Suelo salir todos los días tal y como soy. Saco mis cartas y extraigo de ellas la parte que llevo agazapada para evitar que la lluvia me divida a la mitad. Y si el descubrimiento viene de parte un ex pasante del Listín Diario, mi alegría es mayor.

Hace unas semanas Jhonatan Liriano me saludó como siempre lo hace cuando me ve. Recuerdo el día que dejó sobre mi escritorio su libro “La marcha verde” con una dedicatoria que me obliga a recordar aquel año que pasamos juntos, recorriendo barrios, pueblos y sitios de interés. Y también recuerdo cuando abusó mi confianza al incluir temas políticos en su columna “Paquito”, en la sección Ventana y que, por tratarse de él, yo reproducía con la mirada en otra parte.

Jhonatan es mi amigo a pesar de que se ha apartado de su indiscutible talento como periodista para dedicarse a la política, actividad que le apasiona.

Sabe que para sobrevivir en el mundo de la prensa no alcanza un solo sueldo, por alto que sea para un profesional probo que solo aspira a escribir en voz alta. Él tiene hijos, esposa y hogar que mantener y sueños personales como todo ser humano. Traigo esta historia porque su partida del Listín no fue muy pacífica que digamos, aunque hoy, como hijo bueno, vuelve a su casa a saludar a sus amigos de ayer. Pero en aquella ocasión, salió a relucir esa sangre que corre por sus venas con entusiasmo incontenible. Jonathan dañó una computadora, irritado por una noticia que cuestionaba a ejecutivos de este periódico. Y después de su acción, salió por la puerta con su bulto y se apartó del periodismo para insertarse en la denuncia social.

Lo que Jhonatan no sabía entonces era que un servidor también dañó un equipo en la redacción del vespertino La Nación cuando alguien lo colocó sobre mi espacio laboral por su naturaleza inservible. Hasta el administrador de aquel periódico me llamó a su oficina para echarme un boche por dañar aquel medio básico de la empresa colocado provisionalmente en un sitio indebido. Mi discurso fue breve, pero dejé a un lado lo irritable, y le dije: “Mi dignidad vale más que un aparato”.

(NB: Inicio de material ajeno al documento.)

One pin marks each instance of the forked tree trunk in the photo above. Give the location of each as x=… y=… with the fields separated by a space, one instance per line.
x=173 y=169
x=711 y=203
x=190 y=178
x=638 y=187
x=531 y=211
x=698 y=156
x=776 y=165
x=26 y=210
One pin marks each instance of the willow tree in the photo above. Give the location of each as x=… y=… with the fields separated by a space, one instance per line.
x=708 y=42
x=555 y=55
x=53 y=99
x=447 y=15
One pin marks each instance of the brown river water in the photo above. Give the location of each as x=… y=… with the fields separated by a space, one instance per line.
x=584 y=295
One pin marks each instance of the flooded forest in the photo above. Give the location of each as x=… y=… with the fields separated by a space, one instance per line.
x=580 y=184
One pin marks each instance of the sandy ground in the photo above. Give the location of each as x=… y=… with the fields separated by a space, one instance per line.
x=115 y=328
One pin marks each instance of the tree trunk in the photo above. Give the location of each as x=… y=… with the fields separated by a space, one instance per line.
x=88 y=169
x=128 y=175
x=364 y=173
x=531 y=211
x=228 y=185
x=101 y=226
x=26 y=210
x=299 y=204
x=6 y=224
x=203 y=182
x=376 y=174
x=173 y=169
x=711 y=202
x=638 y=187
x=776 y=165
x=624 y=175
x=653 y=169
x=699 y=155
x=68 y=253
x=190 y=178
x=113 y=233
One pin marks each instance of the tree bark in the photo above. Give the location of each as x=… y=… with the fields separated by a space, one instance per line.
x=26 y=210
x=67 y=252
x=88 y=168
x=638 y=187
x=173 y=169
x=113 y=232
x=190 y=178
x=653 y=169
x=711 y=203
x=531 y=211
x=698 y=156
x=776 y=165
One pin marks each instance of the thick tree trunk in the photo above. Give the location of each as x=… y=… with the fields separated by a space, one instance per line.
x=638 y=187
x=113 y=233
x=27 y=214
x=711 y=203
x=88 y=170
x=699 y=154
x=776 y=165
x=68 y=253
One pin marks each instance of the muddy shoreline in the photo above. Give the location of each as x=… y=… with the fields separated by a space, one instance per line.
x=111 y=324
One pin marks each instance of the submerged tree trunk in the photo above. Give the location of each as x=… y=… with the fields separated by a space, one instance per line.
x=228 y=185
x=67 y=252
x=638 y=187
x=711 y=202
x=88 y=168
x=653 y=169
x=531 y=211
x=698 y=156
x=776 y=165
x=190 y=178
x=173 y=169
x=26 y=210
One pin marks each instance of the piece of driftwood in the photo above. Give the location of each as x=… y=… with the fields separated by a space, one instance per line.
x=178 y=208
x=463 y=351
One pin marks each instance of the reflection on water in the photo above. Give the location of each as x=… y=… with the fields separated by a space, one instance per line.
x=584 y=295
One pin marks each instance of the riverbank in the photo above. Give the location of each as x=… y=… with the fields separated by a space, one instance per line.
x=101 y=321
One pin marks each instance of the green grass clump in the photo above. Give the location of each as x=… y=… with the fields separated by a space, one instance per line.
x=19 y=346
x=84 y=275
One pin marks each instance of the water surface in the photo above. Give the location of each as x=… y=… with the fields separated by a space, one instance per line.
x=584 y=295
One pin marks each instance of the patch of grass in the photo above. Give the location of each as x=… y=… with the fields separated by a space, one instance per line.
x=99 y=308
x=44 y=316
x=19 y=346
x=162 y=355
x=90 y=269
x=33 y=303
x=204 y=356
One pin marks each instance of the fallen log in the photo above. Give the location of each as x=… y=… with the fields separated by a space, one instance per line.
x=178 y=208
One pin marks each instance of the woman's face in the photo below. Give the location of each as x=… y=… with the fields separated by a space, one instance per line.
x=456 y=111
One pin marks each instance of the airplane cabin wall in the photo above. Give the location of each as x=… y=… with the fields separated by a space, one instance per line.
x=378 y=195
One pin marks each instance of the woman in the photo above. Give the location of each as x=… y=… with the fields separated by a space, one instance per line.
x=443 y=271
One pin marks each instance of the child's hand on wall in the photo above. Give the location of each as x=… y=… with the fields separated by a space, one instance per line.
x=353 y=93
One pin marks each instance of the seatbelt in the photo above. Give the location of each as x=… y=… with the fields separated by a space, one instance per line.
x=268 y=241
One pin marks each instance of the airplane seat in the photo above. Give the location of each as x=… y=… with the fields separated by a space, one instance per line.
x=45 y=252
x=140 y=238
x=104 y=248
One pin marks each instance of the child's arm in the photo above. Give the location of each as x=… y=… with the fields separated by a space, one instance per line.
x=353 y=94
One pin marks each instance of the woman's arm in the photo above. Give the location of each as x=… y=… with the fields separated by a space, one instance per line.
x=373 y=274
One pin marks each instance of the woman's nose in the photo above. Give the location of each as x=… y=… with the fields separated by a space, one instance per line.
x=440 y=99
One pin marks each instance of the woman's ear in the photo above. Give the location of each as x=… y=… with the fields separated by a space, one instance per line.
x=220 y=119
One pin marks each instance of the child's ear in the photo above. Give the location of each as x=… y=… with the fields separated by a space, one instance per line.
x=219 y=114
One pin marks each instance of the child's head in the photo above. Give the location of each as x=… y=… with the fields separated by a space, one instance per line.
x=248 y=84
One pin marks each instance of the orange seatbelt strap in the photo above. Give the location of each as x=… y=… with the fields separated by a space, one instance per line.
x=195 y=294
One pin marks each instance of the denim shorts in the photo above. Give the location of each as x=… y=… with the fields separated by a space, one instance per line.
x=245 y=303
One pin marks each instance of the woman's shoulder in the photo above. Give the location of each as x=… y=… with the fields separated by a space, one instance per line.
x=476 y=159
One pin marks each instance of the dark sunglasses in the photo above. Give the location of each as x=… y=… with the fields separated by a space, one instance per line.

En mis años de estudiante, el trabajo agrícola permanente era condición de lealtad a la Revolución Cubana. Por eso cumplía de principio a fin mi estadía de varios meses en campamentos montunos, dormitando en hamacas lavando ropa sucia y alimentándome con víveres hervidos y carne rusa enlatada. En esos campamentos relucía la peculiar figura de otro estudiante, de mayor edad, que simulaba bastante bien el prototipo de “hombre nuevo” requerido para ascender en aquel entramado social impuesto por el gobierno.

Nosotros, los de entonces, impusimos chanzas a su patriotismo silencioso. Y a la inventiva de mi generación se debió bautizar aquella “gala de patriotismo” como “El huevón heroico”. Con voz simuladora y sin marcar distancias, lo llamábamos así, y al muchacho no le quedó otro remedio que aceptar aquel bautizo, so pena de caer en desgracia. Otro sobrenombre bastante parecido lo atribuimos a una pareja de “intelectuales” de mayor edad que, por diversos motivos, cumplían estudios de bachillerato. A ellos los nombramos como “los hijos del Che” por sus constantes decires en favor de ideales marxistas.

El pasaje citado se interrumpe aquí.